As early as 2017, The Swedish Daily Svenska Dagbladet drew attention to the Swedish pension fund’s dubious investment in POSCO and wrote (translation from Swedish):

“Among the list of violations, that Swedes would most likely would not accept profiting from, are companies involved in slave labour and child labour. Two companies involved in this type of businesses are Posco and Daewoo International. Here too, AP7 is alone in saying ‘no thank you’.”

Despite this, Första AP-fonden has kept its shares in the company. According to the fund’s own report from December 31, 2020, the investment in POSCO was worth SEK 33,173,381. In addition, the fund has also a minor investment in POSCO Chemicals.

Justice from Myanmar writes the following about the Swedish investment:

Sweden’s Första AP-fonden is one example of national pension fund that invests in POSCO, helping to enrich the military. It manages assets of over US$46 billion & claims to invest responsibly, but their investment in POSCO supports military’s grave crimes.

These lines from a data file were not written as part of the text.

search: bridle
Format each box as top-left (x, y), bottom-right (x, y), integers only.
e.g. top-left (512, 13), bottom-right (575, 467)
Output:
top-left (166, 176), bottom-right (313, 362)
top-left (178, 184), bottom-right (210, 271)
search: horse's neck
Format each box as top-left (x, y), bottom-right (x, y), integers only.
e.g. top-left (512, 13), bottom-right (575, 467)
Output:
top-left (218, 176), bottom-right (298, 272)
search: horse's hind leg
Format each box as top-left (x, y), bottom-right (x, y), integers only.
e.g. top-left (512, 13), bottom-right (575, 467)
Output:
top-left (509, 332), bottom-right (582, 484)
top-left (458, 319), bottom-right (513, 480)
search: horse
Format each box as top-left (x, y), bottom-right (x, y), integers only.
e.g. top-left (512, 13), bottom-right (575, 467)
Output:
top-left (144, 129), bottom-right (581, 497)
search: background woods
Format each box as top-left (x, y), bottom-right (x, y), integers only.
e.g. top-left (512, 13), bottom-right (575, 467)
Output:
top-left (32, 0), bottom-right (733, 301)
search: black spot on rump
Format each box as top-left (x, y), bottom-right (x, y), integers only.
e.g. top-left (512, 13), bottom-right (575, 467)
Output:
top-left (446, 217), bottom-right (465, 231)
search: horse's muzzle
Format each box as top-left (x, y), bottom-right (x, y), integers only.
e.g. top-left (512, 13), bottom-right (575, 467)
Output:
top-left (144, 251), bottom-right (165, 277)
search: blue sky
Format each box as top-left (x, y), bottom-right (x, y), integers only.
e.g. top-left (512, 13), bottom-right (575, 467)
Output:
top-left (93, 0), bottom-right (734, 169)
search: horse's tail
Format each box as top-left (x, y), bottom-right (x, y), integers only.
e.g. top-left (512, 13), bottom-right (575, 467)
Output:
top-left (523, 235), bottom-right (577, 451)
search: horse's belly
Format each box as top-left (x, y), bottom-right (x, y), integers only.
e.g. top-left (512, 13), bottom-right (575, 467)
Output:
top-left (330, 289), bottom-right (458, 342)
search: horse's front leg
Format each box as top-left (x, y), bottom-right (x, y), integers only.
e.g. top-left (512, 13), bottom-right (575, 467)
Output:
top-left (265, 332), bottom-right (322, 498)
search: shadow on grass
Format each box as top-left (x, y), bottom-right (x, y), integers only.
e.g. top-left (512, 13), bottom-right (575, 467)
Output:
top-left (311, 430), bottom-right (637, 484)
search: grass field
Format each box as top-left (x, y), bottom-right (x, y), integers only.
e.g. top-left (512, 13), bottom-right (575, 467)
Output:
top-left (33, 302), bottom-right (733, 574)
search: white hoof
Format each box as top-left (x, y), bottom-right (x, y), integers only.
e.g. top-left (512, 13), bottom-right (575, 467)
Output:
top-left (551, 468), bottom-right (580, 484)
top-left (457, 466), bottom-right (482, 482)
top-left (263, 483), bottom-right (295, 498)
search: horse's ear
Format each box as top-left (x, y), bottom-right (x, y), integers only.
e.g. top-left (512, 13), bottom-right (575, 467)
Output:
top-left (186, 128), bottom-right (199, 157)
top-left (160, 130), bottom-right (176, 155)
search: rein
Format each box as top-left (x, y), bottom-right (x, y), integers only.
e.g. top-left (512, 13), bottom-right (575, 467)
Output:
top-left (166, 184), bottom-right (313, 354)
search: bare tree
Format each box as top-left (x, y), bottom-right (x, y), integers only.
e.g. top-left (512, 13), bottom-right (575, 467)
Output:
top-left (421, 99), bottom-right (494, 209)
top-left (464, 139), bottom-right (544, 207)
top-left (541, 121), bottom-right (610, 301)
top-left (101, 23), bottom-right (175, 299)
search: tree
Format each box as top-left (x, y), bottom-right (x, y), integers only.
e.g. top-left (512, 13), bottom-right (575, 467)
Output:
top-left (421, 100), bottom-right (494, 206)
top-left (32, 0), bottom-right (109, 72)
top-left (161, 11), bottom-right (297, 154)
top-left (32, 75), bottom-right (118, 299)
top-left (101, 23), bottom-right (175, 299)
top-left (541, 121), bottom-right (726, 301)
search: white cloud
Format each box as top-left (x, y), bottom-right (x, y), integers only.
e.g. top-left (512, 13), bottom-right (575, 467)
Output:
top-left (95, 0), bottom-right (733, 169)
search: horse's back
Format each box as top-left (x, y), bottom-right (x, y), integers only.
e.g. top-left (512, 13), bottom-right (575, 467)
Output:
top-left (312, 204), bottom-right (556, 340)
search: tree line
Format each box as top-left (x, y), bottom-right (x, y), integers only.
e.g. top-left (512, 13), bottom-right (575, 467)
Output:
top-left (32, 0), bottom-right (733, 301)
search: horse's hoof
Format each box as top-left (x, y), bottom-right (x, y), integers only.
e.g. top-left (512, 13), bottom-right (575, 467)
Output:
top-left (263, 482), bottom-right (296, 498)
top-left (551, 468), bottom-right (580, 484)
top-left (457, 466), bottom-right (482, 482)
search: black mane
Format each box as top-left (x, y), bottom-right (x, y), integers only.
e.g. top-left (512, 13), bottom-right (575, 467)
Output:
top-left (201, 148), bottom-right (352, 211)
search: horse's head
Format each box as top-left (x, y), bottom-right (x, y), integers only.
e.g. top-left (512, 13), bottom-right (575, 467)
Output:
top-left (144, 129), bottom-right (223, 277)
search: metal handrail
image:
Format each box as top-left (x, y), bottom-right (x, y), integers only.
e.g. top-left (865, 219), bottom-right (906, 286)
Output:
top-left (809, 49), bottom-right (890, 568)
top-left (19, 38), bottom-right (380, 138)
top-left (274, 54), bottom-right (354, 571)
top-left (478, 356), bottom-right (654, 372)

Jakob König from Fair Finance Guide of Sweden is critical of the investment:

”What this shows is that our Swedish pension funds can be linked to actors who contribute to the repression in Myanmar and if you follow the UN Guidelines on Business and Human Rights, it states that if an investor cannot influence a company, it should withdraw from it. Unfortunately, we see that their shareholder advocacy work is often quite weak because the AP Funds invest in so many companies that they have difficulty following up on what is happening in individual companies. But since issues around POSCO (and human rights) has been highlighted before, it therefore seems to be the case that the company cannot be influenced, and as an investor it is then important that you put your foot down and pull out. In doing this, and pulling out, you increase the pressure on other investors and thus have a greater impact than if you would continue with a fruitless dialogue”, says Jakob König.

The Swedish AP Funds have a joint ethical council, which includes the First AP Fund, which has the aim of coordinating all the funds sustainability and responsibility work. But regardless of what the Ethical Council decides, the rules that they must comply with the conventions to which Sweden has signed, applies to all the funds. The European Parliament recently voted to introduce legal requirements for companies to review their human rights and environmental business relationships.

”These rules should also apply to the financial actors. As an investor, you should not wait for organizations to produce critical reports about your investments, you should review your investments yourself”, says Jakob König.

Before the publication Global Bar Magazine sent the following for the following questions by email to AP1:

  • Is your holding in POSCO in line with the guidelines that apply according to the AP Funds Council of Ethics?
  • Will you revalue / sell your holding?

In a reply, Sara Christensen, Head of Communications at AP1, answers (translation from Swedish):

“We do not comment on individual holdings / companies. We have a process for identifying companies that act in violation of the international conventions that Sweden has signed. In the first stage we prioritize dialogue with the companies over the sale of holdings, where dialogue with foreign companies takes place via the AP Funds’ (AP1-AP4) joint Council of Ethics, often in collaboration with other international investors. If the dialogue with the companies do not lead to good enough results, we can ultimately choose to sell the holding.”